If anyone had told him a month ago, even a week ago, that he would be entertaining the notion such psychic phenomena could be real, he’d have laughed in his face; that was tabloid fodder. But this was Sweeney; she wasn’t a good liar, wasn’t good at any sort of deception. Watching her reaction to the McMillans had made him want to laugh out loud, because her growing repulsion and desperation to get out of there had been plain on her face. When she didn’t want to tell him something, she didn’t pretend not to know the answers he wanted; she just got a mutinous, stubborn expression. She didn’t play games, didn’t know how.
After Candra’s deceptiveness, after the social snobbery he had observed for ten years, some of which he had endured, Sweeney was like a drink of fresh water.

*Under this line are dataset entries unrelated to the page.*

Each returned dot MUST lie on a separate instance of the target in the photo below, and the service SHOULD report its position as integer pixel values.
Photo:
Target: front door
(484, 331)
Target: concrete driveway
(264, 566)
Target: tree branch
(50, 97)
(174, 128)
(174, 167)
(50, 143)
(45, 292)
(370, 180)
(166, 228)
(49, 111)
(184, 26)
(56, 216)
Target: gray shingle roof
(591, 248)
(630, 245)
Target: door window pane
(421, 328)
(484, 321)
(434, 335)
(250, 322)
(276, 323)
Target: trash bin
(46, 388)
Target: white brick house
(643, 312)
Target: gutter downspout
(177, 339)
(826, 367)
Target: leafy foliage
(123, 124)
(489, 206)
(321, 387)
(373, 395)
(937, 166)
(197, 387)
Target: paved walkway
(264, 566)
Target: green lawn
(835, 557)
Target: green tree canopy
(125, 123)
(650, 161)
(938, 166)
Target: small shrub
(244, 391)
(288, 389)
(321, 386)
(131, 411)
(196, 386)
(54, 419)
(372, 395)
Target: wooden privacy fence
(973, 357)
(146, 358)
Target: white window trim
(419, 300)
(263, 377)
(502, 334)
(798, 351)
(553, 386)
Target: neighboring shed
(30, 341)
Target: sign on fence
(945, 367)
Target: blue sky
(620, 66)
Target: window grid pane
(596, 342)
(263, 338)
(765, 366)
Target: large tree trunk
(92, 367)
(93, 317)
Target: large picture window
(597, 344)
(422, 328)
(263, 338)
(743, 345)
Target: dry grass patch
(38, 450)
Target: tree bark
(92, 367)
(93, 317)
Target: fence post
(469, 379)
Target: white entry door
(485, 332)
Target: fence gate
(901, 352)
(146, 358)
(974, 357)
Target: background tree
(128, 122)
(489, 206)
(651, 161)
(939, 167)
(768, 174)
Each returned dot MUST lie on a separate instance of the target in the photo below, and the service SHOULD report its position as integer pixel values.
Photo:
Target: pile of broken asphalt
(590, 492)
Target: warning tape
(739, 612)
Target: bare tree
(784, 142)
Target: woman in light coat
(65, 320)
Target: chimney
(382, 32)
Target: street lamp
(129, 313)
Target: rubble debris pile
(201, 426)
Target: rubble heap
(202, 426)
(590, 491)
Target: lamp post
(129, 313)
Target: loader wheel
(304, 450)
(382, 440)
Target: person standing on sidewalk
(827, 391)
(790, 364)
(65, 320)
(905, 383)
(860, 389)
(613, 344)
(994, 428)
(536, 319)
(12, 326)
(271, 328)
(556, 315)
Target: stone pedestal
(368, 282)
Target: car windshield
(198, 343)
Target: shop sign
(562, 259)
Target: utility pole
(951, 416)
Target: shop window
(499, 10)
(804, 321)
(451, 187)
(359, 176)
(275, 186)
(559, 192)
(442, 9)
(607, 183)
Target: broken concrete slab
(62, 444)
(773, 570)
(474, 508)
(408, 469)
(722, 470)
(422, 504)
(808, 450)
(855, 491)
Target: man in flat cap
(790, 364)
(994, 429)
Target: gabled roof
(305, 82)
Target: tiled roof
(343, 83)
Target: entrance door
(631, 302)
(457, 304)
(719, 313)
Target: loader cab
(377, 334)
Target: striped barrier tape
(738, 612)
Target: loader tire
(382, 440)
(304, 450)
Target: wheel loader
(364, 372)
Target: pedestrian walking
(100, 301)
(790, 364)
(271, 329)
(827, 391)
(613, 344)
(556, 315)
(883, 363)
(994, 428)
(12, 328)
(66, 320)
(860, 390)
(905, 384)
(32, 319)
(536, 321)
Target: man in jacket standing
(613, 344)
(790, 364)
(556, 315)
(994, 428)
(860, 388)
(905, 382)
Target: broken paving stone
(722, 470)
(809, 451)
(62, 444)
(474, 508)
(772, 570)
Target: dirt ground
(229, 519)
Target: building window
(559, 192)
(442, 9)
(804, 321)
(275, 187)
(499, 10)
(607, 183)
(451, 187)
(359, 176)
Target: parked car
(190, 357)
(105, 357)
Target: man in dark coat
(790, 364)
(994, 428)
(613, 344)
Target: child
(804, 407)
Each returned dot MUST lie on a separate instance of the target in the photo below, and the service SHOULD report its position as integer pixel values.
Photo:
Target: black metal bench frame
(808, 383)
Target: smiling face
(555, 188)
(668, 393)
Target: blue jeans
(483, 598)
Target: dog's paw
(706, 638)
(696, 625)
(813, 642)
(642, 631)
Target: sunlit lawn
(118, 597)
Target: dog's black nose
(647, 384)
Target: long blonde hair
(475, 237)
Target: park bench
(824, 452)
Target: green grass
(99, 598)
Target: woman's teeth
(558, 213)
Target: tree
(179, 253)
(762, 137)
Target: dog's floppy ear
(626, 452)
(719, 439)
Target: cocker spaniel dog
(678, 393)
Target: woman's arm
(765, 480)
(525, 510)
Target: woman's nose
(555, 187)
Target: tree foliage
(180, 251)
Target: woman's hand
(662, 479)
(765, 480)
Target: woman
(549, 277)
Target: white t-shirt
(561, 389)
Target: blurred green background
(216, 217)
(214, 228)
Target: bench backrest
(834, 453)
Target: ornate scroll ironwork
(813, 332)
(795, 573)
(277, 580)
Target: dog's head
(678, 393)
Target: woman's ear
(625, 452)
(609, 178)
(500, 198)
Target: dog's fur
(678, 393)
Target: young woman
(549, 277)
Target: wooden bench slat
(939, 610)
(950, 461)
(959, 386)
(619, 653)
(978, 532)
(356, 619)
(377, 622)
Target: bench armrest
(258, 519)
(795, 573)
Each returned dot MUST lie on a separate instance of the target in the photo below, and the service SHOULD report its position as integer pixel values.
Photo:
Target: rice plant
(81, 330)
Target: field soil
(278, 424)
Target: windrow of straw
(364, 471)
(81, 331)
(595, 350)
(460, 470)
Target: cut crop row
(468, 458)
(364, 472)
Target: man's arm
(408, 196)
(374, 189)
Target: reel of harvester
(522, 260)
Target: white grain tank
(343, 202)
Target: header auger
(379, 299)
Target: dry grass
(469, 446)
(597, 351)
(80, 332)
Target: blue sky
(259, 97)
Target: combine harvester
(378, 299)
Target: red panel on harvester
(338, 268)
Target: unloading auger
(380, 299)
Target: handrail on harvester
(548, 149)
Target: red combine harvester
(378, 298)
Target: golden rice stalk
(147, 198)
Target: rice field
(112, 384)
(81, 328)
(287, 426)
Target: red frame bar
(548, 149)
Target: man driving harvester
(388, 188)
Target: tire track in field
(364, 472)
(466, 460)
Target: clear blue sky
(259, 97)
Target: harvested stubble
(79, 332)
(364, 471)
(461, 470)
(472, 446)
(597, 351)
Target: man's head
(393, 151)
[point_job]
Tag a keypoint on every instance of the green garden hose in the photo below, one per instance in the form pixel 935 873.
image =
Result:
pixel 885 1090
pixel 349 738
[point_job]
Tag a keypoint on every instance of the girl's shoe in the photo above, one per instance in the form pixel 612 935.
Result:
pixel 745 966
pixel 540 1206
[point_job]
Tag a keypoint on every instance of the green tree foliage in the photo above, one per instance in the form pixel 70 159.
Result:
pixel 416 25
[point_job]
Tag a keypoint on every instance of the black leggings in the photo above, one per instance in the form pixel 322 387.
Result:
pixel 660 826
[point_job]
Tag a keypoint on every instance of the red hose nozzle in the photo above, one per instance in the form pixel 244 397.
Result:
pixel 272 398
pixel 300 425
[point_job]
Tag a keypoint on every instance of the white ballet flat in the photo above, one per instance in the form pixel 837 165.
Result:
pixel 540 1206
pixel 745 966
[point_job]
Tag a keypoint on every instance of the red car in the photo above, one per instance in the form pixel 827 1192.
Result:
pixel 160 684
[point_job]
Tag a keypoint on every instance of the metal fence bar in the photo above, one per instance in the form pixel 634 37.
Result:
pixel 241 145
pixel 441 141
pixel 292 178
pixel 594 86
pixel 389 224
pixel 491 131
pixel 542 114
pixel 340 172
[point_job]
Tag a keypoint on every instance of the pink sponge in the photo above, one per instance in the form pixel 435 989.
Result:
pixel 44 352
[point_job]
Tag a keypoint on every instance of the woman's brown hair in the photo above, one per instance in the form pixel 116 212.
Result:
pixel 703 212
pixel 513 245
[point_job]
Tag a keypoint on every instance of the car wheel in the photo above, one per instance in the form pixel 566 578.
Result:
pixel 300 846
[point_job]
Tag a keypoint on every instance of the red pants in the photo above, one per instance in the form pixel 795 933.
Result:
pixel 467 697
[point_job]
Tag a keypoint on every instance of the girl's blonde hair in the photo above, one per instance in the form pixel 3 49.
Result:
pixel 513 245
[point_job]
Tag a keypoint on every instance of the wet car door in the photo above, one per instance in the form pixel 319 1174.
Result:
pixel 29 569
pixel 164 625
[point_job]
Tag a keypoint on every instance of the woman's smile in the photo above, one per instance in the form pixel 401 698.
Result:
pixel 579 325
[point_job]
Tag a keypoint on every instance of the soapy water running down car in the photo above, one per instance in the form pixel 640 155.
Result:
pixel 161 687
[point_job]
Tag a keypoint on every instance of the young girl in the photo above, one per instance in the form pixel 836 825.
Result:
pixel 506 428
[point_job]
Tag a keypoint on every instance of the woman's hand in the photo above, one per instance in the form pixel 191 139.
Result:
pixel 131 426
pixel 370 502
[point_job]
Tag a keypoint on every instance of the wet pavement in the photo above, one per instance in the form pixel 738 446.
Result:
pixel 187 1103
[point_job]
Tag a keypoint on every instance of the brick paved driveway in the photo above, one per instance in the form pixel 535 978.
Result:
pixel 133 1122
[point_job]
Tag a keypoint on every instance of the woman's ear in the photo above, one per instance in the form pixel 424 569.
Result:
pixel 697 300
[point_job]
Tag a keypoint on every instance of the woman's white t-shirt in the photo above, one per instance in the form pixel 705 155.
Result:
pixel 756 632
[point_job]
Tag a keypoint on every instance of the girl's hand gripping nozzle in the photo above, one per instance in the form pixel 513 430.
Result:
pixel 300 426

She was direct and honest, so even if he didn’t believe some of the things she had told him, he had to believe that she did. And he had to believe she had painted Elijah Stokes’s death scene without having seen it, without having known the old man was dead.
So, with the evidence at hand, he had to discard logic and take a leap of faith. She wasn’t crazy and she wasn’t deceptive. He had to believe she’d had at least one true psychic experience.
If he loved her, he had to believe her.
Son of a bitch. Shocked by the thought, Richard surged to his feet and restlessly paced the room. Wanting her was one thing, a healthy sexual reaction to a desirable woman. He liked her. When he first asked her out, only a few days before, he had known he would like to have a steady, exclusive, and very sexual relationship with her. He hadn’t thought about love. He was just getting out of a bad marriage, though the divorce was only the legal epitaph on the tombstone of something that had been dead a long time. Loving Sweeney wasn’t convenient. The timing was bad, and he suspected she could be a real pain in the ass. She was difficult and prickly, and probably didn’t compromise worth a damn.